Most recently in a pre-post study, by Demir et. al. (2018), fourteen patients with traumatic spinal cord injury and lower extremity spasticity were treated with ultrasound guided phenol blocks. A total of 19 procedures were reported on. Subjects were reported to have experiences a significant decrease in the modified Ashworth’s score for hip flexors (p < 0.017) and knee extensors (p < 0.017) at one week and two months following treatment. This was associated with reported improvements on ease of catheterization, hygiene, and satification. Spasm frequency decreased significantly in the first week post injection, but was not sustained at the two month evaluations.

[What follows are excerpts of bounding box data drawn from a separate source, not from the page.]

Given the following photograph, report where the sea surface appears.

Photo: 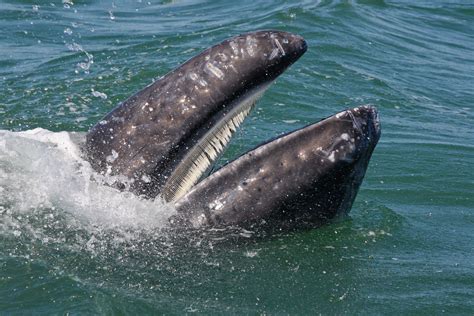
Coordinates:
[0,0,474,315]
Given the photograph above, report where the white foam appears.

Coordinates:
[0,128,175,230]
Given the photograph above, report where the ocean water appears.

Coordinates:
[0,0,474,315]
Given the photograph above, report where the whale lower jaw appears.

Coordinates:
[173,106,380,229]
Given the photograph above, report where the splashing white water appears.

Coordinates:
[0,128,174,231]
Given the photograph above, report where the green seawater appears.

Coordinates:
[0,0,474,315]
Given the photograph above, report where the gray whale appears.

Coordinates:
[84,31,380,228]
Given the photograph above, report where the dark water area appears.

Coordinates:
[0,0,474,315]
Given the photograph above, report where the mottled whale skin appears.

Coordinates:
[173,106,380,229]
[84,31,380,229]
[85,31,307,201]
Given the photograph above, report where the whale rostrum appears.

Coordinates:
[84,31,380,228]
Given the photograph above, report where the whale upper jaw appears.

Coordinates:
[84,31,380,228]
[84,31,307,202]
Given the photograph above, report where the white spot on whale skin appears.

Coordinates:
[142,174,151,183]
[328,151,336,162]
[105,149,118,163]
[273,38,286,56]
[206,63,224,80]
[268,48,278,60]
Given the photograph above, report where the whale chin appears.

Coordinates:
[84,30,380,228]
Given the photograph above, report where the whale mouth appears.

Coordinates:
[168,105,381,203]
[161,82,272,202]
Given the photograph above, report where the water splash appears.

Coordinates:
[0,128,174,230]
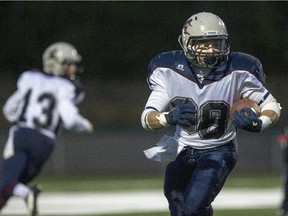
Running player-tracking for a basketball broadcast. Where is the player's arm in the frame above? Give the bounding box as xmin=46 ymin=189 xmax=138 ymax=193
xmin=141 ymin=92 xmax=197 ymax=131
xmin=233 ymin=100 xmax=281 ymax=132
xmin=260 ymin=101 xmax=281 ymax=130
xmin=2 ymin=91 xmax=21 ymax=122
xmin=58 ymin=84 xmax=94 ymax=133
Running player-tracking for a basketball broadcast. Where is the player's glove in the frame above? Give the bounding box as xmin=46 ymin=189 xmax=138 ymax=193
xmin=233 ymin=108 xmax=262 ymax=132
xmin=165 ymin=100 xmax=197 ymax=126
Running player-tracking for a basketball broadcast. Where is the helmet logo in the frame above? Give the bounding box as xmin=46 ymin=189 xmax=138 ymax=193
xmin=183 ymin=17 xmax=193 ymax=34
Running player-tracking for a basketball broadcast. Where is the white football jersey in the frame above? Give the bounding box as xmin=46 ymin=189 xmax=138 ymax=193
xmin=145 ymin=51 xmax=276 ymax=148
xmin=3 ymin=71 xmax=91 ymax=138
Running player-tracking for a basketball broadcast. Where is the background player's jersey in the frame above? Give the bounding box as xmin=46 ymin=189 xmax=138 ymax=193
xmin=146 ymin=51 xmax=275 ymax=148
xmin=3 ymin=71 xmax=90 ymax=138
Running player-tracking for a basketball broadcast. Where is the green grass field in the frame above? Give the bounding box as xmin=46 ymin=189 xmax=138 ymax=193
xmin=14 ymin=174 xmax=281 ymax=216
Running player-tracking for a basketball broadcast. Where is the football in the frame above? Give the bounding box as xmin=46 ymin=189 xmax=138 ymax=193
xmin=230 ymin=99 xmax=261 ymax=118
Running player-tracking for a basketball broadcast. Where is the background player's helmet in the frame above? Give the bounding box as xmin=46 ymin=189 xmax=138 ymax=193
xmin=178 ymin=12 xmax=230 ymax=68
xmin=42 ymin=42 xmax=82 ymax=76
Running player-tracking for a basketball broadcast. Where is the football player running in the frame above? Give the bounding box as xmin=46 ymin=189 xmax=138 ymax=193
xmin=0 ymin=42 xmax=93 ymax=216
xmin=141 ymin=12 xmax=280 ymax=216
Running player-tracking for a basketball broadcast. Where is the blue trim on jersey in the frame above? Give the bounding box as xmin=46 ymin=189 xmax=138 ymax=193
xmin=148 ymin=50 xmax=266 ymax=88
xmin=257 ymin=92 xmax=270 ymax=106
xmin=145 ymin=107 xmax=159 ymax=112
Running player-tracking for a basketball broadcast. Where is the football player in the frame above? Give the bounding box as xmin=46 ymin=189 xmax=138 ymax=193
xmin=141 ymin=12 xmax=280 ymax=216
xmin=0 ymin=42 xmax=93 ymax=216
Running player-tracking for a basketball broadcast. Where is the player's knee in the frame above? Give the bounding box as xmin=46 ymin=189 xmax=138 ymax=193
xmin=183 ymin=204 xmax=213 ymax=216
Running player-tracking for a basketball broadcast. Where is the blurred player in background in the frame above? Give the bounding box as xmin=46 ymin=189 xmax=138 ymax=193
xmin=0 ymin=42 xmax=93 ymax=216
xmin=141 ymin=12 xmax=280 ymax=216
xmin=277 ymin=121 xmax=288 ymax=216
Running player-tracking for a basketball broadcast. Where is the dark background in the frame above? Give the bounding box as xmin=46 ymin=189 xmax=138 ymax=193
xmin=0 ymin=1 xmax=288 ymax=174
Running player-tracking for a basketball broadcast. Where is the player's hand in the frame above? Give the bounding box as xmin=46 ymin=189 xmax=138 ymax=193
xmin=233 ymin=108 xmax=262 ymax=132
xmin=165 ymin=99 xmax=197 ymax=126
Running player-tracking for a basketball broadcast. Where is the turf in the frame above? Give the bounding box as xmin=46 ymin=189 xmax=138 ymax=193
xmin=32 ymin=174 xmax=281 ymax=192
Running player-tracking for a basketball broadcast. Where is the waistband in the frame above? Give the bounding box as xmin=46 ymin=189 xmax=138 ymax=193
xmin=181 ymin=141 xmax=236 ymax=153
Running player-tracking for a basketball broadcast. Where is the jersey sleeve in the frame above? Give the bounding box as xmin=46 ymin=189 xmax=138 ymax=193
xmin=3 ymin=90 xmax=21 ymax=122
xmin=58 ymin=80 xmax=92 ymax=132
xmin=2 ymin=72 xmax=29 ymax=122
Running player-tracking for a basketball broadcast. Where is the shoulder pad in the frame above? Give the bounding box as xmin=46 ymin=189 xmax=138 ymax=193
xmin=148 ymin=50 xmax=187 ymax=75
xmin=228 ymin=52 xmax=266 ymax=84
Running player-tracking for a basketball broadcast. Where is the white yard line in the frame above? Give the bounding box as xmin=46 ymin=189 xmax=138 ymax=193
xmin=2 ymin=189 xmax=282 ymax=215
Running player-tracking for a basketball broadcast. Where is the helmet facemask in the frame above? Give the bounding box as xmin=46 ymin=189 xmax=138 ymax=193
xmin=42 ymin=42 xmax=81 ymax=79
xmin=178 ymin=12 xmax=230 ymax=69
xmin=185 ymin=35 xmax=230 ymax=68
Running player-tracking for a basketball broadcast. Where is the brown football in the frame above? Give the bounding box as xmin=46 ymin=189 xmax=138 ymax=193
xmin=230 ymin=99 xmax=261 ymax=118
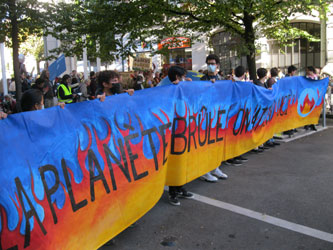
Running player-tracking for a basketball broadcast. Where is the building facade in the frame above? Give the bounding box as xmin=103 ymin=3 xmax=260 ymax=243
xmin=211 ymin=5 xmax=333 ymax=75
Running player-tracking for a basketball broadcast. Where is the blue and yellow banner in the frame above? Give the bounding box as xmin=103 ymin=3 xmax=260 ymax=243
xmin=0 ymin=77 xmax=328 ymax=249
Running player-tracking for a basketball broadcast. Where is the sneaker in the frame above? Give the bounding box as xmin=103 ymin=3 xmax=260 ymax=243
xmin=251 ymin=147 xmax=264 ymax=154
xmin=264 ymin=142 xmax=275 ymax=148
xmin=210 ymin=168 xmax=228 ymax=180
xmin=259 ymin=145 xmax=271 ymax=151
xmin=235 ymin=155 xmax=248 ymax=162
xmin=178 ymin=188 xmax=194 ymax=199
xmin=225 ymin=158 xmax=242 ymax=166
xmin=169 ymin=196 xmax=180 ymax=206
xmin=200 ymin=173 xmax=219 ymax=183
xmin=309 ymin=124 xmax=317 ymax=131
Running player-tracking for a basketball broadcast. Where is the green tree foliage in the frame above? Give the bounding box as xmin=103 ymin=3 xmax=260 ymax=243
xmin=0 ymin=0 xmax=48 ymax=101
xmin=51 ymin=0 xmax=328 ymax=79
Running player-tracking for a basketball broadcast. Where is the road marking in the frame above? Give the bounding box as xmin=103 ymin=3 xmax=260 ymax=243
xmin=283 ymin=127 xmax=331 ymax=142
xmin=189 ymin=194 xmax=333 ymax=243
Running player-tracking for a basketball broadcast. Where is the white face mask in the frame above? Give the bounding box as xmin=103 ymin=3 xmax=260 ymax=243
xmin=207 ymin=65 xmax=216 ymax=73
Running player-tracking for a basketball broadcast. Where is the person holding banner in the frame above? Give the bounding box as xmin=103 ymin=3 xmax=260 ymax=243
xmin=156 ymin=66 xmax=194 ymax=206
xmin=96 ymin=70 xmax=134 ymax=98
xmin=0 ymin=111 xmax=7 ymax=120
xmin=57 ymin=74 xmax=76 ymax=104
xmin=40 ymin=69 xmax=54 ymax=108
xmin=200 ymin=54 xmax=228 ymax=183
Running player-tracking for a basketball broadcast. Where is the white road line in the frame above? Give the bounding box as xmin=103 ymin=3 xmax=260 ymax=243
xmin=283 ymin=127 xmax=331 ymax=142
xmin=193 ymin=194 xmax=333 ymax=243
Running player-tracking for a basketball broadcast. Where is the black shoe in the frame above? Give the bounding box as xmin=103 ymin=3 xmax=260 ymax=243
xmin=169 ymin=196 xmax=180 ymax=206
xmin=178 ymin=188 xmax=194 ymax=199
xmin=225 ymin=158 xmax=242 ymax=166
xmin=235 ymin=155 xmax=248 ymax=162
xmin=309 ymin=124 xmax=317 ymax=131
xmin=251 ymin=147 xmax=264 ymax=154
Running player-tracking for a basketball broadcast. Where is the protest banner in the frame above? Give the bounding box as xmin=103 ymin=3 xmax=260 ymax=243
xmin=0 ymin=77 xmax=328 ymax=249
xmin=133 ymin=57 xmax=152 ymax=71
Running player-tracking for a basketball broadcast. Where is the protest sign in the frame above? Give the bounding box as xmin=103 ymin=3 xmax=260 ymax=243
xmin=0 ymin=77 xmax=328 ymax=250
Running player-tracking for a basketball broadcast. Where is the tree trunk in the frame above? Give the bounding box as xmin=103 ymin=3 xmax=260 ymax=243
xmin=243 ymin=11 xmax=257 ymax=80
xmin=36 ymin=60 xmax=40 ymax=75
xmin=9 ymin=0 xmax=22 ymax=103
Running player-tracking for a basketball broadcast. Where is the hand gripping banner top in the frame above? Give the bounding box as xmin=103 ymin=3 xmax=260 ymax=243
xmin=0 ymin=77 xmax=328 ymax=249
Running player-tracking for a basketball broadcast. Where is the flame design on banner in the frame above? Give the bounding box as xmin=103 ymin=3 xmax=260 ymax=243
xmin=0 ymin=77 xmax=328 ymax=249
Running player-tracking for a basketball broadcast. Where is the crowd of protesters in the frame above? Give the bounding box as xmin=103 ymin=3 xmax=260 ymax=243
xmin=0 ymin=54 xmax=326 ymax=205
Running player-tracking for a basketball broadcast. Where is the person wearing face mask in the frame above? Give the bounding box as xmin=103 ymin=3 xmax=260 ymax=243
xmin=200 ymin=54 xmax=223 ymax=83
xmin=133 ymin=75 xmax=144 ymax=90
xmin=96 ymin=70 xmax=134 ymax=98
xmin=57 ymin=75 xmax=76 ymax=104
xmin=21 ymin=89 xmax=44 ymax=112
xmin=156 ymin=66 xmax=194 ymax=206
xmin=200 ymin=54 xmax=228 ymax=183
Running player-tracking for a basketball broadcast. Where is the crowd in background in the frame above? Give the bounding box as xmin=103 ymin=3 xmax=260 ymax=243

No complications were reported. This study was limited by small numbers and the lack of a control group.


Alcohol neurolysis works in a manner similar to phenol. It has been studied in the management of spasticity in hemiplegia and in focal dystonias, all with some success. Our literature search failed to reveal any studies utilizing alcohol neurolysis in managing spasticity in SCI.


There is level 4 evidence (from one case series: Uchikawa et al. 2009) that phenol neurolysis improves pain, range of motion and function related to shoulder spasticity for individuals with tetraplegia in SCI.

There is level 4 evidence (from one pre-post study and two case series: Ghai et al. 2013; Ghai et al. 2012; Yasar et al. 2010) that phenol neurolysis reduces hip adductor spasticity in individuals with paraplegia and tetraplegia in SCI.

There is level 4 evidence (from one pre-post study: Demir et. al. 2018) that phenol neurolosis reduces spasticity in the hip flexors and knee extensors with associated improvements in ease of catheterization, hygiene and satisfaction.

There is no literature to support the use of focal neurolysis with alcohol in the management of spasticity in SCI.